O AMANTE DAS AMAZONAS
Por Rogel Samuel Em: 11/08/2020, às 05H59
ERA no apogeu do preço da seringa, cotada a 655 libras a tonelada na Bolsa de Londres, cotação especulativa, que beneficiava o interesse das empresas inglesas no Oriente. Foi o último ano do império amazonense. Depois, o Teatro Amazonas cerrou suas portas, abrindo somente dois anos depois para Villa-Lobos dar um concerto de violoncelo, que foi no dia 12 de junho de 1912. Imediatamente à tragédia o jovem Bataillon chegou de Paris e recebeu Antônio Ferreira a bordo: ali mesmo vendia o Manixi, menos o Palácio, numa transação comercial nunca esclarecida. José foi para o Igarapé do Inferno sem pisar no solo de Manaus, como fazia sempre.

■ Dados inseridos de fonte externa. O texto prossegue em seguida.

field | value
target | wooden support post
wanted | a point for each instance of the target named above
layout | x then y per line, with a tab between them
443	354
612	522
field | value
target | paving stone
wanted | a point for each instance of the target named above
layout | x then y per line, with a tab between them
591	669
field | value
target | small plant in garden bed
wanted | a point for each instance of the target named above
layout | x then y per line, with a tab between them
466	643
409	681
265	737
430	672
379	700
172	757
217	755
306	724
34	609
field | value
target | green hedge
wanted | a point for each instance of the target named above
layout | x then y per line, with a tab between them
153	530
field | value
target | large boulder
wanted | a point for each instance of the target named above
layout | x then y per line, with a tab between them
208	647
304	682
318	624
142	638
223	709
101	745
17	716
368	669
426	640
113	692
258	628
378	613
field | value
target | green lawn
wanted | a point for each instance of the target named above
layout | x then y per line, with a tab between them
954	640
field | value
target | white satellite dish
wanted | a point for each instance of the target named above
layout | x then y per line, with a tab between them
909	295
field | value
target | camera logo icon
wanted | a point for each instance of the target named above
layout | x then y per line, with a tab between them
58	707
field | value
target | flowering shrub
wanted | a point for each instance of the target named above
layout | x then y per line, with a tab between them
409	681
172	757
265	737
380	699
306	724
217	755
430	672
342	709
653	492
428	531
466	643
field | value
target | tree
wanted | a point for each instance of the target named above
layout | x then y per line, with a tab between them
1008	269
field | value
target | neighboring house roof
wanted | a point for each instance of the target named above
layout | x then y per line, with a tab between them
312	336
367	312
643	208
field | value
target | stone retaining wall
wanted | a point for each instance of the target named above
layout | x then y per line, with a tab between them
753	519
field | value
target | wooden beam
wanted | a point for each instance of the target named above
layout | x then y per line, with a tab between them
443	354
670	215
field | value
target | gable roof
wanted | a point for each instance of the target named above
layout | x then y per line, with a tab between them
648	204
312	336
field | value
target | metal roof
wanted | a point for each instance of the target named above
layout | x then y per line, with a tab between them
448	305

Era Zequinha um belo rapaz, selvagem, culto, delicado, forte, corpo apolíneo mas adamado, pele de bronze dourado, misterioso, os olhos amendoados muito negros. Os cabelos finos esvoaçavam. Para alguns, um semi-índio. Para outros, um esnobe parisiense que penetrava a floresta com Paxiúba e homens sempre em busca de aventuras, como quando excursionou nas montanhas do rio Pique Yaco, na caça dos Numas, sem encontrá-los. Era solteiro e não tinha mulher, exceto Maria Caxinauá. Paxiúba dormia a seus pés, como um cão. Maria lhe dava banho. Ele nasceu no meio do rio, em 1890, a bordo do Adamastor, nascimento anunciado pelos pajés como o de um deus que veio de uma estrela distante chamada Thar. Em 1854, o Visconde de Mauá bloqueava as nações estrangeiras de navegarem o Amazonas e resistiu até sua falência. O Santa Maria de la Mar Dulce cruzava com o Adamastor poucos meses depois de ter nascido José e para onde, a fim de salvá-lo da malária, que dizimava as crianças da região, foi ele trasladado e transbordado com sua mãe, seguindo para Inglaterra, e de lá para Estrasburgo, onde foi deixada a criança com o tio Levy, com quem morou os anos de sua infância, primeiro na Praça Kleber n0 9, depois em cima da Pharmacie du Dome, até que, em 1894, é trazido de volta ao Manixi, onde fica mais 3 anos até partir de vez, em 97, para Paris, onde morou no Boulevard Saint Germain, e de onde só retomou com 15 anos de idade, em 1905, pouco antes do ataque dos Numas, que foi em meados de novembro. Em 1906 foi de regresso para Paris, para os estudos.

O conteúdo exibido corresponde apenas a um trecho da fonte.